コアリーズ公は第1話から野心が強く横柄な態度が目について、あまりいい印象がなかった。

が、言うことが周りに理解されなかったり、娘を失った直後に息子も失ったりというのが気の毒で、第7話あたりで一周まわってコアリーズ公には幸せになってほしいと私は密かに思うようになっていた、のだけれど…。

本人が生死不明なまま後継者争いになって、コアリーズさんに幸せが訪れる気配はみじんもなさそう。

実は生きていました展開を願うしかない。たとえ首を深く斬られ出血多量で発熱が深刻だとしても。
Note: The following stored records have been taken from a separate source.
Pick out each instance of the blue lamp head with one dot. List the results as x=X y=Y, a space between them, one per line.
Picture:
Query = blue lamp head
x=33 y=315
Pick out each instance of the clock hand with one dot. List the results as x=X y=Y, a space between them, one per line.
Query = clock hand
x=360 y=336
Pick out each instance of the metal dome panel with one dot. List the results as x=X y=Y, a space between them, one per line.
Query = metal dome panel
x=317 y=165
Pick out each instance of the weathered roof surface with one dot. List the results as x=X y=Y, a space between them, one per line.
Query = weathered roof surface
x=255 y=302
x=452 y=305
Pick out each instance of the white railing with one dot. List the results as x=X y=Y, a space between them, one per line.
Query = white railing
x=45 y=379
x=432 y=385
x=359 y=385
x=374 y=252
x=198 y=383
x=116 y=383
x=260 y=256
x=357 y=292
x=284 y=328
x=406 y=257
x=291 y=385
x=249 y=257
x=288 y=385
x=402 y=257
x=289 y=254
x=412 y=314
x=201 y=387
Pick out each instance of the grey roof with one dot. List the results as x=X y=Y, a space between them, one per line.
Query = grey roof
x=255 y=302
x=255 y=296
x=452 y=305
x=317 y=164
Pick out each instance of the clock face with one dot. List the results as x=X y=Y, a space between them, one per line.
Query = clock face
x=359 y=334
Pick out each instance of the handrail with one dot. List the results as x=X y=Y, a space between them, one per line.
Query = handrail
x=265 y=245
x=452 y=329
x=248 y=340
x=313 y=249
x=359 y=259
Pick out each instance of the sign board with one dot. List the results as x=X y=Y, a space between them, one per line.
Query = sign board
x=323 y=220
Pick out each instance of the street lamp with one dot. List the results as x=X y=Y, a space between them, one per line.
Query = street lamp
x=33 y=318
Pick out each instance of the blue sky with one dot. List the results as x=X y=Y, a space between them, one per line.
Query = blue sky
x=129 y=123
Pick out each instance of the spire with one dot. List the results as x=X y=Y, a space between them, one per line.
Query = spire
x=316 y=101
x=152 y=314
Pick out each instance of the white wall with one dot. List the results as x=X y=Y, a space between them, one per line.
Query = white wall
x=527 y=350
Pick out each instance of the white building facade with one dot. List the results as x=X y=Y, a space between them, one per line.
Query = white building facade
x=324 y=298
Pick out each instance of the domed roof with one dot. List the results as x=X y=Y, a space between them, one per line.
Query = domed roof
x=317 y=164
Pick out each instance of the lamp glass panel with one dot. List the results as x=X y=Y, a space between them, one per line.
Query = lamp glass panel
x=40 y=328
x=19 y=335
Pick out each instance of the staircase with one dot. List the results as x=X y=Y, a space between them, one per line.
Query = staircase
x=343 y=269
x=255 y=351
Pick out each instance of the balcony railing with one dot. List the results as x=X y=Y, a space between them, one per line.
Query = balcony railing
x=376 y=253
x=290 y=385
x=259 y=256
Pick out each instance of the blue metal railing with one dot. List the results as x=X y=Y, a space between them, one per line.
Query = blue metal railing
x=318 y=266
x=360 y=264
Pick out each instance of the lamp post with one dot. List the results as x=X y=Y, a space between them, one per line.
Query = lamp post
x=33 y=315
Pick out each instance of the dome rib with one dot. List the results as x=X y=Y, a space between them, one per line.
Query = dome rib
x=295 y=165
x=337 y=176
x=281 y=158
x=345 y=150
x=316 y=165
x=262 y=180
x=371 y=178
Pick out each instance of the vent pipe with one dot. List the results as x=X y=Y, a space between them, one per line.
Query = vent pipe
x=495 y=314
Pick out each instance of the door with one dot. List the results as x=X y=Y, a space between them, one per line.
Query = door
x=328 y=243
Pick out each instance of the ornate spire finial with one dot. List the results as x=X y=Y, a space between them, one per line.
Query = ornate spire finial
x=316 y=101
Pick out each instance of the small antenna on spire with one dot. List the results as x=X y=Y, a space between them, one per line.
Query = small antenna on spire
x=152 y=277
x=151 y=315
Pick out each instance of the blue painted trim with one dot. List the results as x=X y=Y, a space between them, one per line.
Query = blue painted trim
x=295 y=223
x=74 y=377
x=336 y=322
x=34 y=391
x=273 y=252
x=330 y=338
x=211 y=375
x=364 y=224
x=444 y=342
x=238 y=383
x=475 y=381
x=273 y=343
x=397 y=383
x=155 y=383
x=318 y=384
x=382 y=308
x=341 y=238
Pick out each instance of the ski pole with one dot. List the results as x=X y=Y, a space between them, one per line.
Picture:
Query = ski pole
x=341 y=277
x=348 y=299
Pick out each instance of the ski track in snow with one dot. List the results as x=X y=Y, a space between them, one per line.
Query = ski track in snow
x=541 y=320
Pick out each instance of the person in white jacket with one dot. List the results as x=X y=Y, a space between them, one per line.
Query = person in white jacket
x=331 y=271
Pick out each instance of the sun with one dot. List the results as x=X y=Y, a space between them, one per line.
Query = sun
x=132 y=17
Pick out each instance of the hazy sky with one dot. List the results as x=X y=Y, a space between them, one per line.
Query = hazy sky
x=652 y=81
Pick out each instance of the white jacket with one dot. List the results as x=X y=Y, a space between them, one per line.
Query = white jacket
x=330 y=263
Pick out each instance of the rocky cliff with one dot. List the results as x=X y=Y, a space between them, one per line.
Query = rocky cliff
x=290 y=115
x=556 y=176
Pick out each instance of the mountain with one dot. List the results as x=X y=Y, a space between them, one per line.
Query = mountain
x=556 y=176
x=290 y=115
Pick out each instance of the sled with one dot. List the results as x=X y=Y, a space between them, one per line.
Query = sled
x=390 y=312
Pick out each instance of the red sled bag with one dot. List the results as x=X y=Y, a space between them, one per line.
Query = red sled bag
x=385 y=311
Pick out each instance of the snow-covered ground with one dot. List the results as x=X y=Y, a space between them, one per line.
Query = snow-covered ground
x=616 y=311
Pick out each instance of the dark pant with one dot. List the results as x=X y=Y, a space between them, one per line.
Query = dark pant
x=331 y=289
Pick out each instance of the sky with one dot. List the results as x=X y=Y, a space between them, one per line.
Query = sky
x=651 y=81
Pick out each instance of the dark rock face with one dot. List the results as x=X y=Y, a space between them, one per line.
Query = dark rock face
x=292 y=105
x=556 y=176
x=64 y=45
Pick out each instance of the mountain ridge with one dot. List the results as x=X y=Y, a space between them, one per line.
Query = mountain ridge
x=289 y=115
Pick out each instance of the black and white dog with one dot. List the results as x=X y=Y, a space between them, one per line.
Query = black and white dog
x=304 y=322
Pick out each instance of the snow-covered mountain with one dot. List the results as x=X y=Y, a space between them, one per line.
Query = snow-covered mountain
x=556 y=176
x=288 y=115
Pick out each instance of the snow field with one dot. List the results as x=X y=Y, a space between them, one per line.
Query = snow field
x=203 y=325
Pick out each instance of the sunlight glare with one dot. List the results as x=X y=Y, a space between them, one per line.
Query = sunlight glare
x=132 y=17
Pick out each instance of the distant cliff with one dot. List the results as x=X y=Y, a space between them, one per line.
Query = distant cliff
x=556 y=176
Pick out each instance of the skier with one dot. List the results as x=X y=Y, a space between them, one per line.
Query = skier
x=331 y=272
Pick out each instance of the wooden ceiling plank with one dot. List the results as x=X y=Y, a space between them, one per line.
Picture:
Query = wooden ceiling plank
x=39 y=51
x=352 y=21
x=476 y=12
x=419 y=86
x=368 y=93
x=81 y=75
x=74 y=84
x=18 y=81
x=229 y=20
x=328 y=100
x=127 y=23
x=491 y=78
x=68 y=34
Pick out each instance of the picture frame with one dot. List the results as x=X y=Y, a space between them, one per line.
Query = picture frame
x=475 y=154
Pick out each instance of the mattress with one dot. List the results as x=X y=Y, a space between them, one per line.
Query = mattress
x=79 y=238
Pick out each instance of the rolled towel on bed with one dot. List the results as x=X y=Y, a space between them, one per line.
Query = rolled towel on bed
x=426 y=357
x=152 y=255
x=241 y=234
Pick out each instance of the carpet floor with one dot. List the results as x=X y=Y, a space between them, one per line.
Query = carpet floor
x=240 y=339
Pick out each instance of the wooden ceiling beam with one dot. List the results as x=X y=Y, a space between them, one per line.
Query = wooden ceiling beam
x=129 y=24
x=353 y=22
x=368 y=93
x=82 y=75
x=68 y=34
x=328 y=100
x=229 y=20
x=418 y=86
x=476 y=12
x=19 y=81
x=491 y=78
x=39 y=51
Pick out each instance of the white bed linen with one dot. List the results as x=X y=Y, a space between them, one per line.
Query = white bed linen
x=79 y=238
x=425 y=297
さて、基本的に次男は長男がいる限り何も得られず、何も失うものがない身分となっている。

今回はそんな次男たち、特にヴェイモンドとエイモンドが目立つ動きをしていた。

まず、コアリーズの弟ヴェイモンド。

コアリーズはドリフトマークの後継者にルークを指名していたが、ヴェイモンドはレイニラの息子たちはヴェラリオンの血を引いていない、自分こそ兄にもっとも近い血縁であり潮の主にふさわしいと猛反発。

ヴェイモンドはアリセントやオットーとも協力関係にあったが、結局はヴィセーリスがコアリーズの妻レイニスの言葉を重んじ、ルークをドリフトマークの後継者に指名した。

怒りに震えたヴェイモンドは公衆の面前でルークらを落とし子と呼び、レイニラをアバズレと罵る。

結果、ヴェイモンドはデイモンの超人技で舌を残してきれいに頭部を切り落とされた。

そして、6年で大いに老けた成長したエイモンド。

ドリフトマークの主が決まったあとの晩餐では、ヴィセーリスの真摯な願いに応じてレイニラとアリセントがお互いを称え、アリセントにいたってはレイニラに「立派な女王になる」とまで言った。

レイニラの息子ジェイスがアリセントの娘ヘレイナと踊り、レイニラとアリセントにかつての友情が戻りかけたかのように見えたが、穏やかな空間はエイモンドがレイニラの子供たちがストロングだとけしかけたことで崩壊する。

まあ、エイモンドがそうするきっかけとなったのは、エイモンドの前に豚の丸焼きが運ばれるのを見てルークが笑ったことなのだけど…。

というかルーク、今はドラゴン持ち&稽古でクリストンに勝つエイモンドを笑うとか怖い物知らずすぎでは。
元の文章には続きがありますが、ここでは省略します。